Pour terminer ce tour d'horizon de la scène musicale québécoise d'il y a un demi-siècle, mentionnons aussi le disc-jockey vedette de CHLP, Fernand Gignac qui gravera à l'automne son premier 45 tours/78 tours "Je n'ai fait que passer", l'enfant-vedette Pière Sénécal qui faisait ses débuts à 14 ans et le groupe tropico-québécois Les Maniboulas qui venaient se mesurer aux vedettes établies que représentent les Oscar Thiffault, Ti-Blanc Richard, Les 3 Bars, La famille Soucy ou, depuis quelques années, Paolo Noël et Jen Roger. Les humoristes n'étaient pas en reste avec le Père Gédéon, Ti-Gus et Ti-Mousse ou, pour les plus intellectuels, Les Scribes. Mais le plus grand éclat était encore à venir, avec la participation-éclair d'un certain Michel Louvain au Gala des Splendeurs, au Colisée de Québec, en mai 1958!

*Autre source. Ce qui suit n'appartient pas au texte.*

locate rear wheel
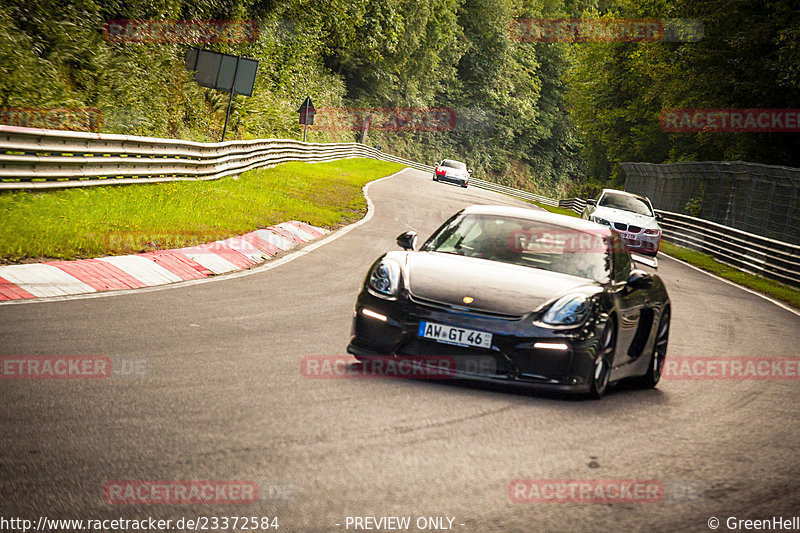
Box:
[638,307,670,389]
[589,319,617,400]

Jetons enfin un regard ou plutôt: tendons l'oreille à la ronde, à la recherche des 5 pièces marquantes de 1957 sur les divers marchés auxquels les auditeurs québécois pouvaient avoir accès, quoique plus ou moins directement!

De source québécoise

  • "Sur l'perron" de Camille Andréa par Dominique Michel
  • "Aide-toi et le ciel t'aidera" de et par Marc Gélinas
  • "La parenté" de et par Jean-Paul Filion
  • "Le ciel se marie avec la mer" de Jacques Blanchet par Lucille Dumont
  • "Un p'tit bécot" de et par Roger Miron

France

  • "Bambino" par Dalida, Gloria Lasso, Georges Guétary
  • "Que sera sera" par Doris Day, Jacqueline François, Patachou
  • "Tu n'as pas très bon caractère" par Dalida
  • "Marjolaine" par Francis Lemarque
  • "Je m'en vais revoir ma blonde" par Dario Moreno, Yvette Giraud

U.S.A.

  • "All Shook Up" par Elvis Presley
  • "Love Letters In The Sand" par Pat Boone
  • "(Let me be your) Teddy Bear" par Elvis Presley
  • "Jailhouse Rock" par Elvis Presley
  • "April Love" par Pat Boone

Angleterre

  • "Diana" par Paul Anka
  • "Young Love" par Tab Hunter
  • "All Shook Up" par Elvis Presley
  • "Cumberland Gap" par Lonnie Donegan
  • "Garden Of Eden" par Frankie Vaughan

Références consultées: revue Dis-Q-Ton et Journal des Vedettes de l'année 1957, revues Rendez-vous 93 et Rendez-vous 94 de la SARMA ainsi que les livres Hit Parade 1950-1998 par Daniel Lesueur, Top Pop Singles 1955-1986 par Joel Whitburn's et Rock Almanac par Stephen Nugent et Charlie Gillett.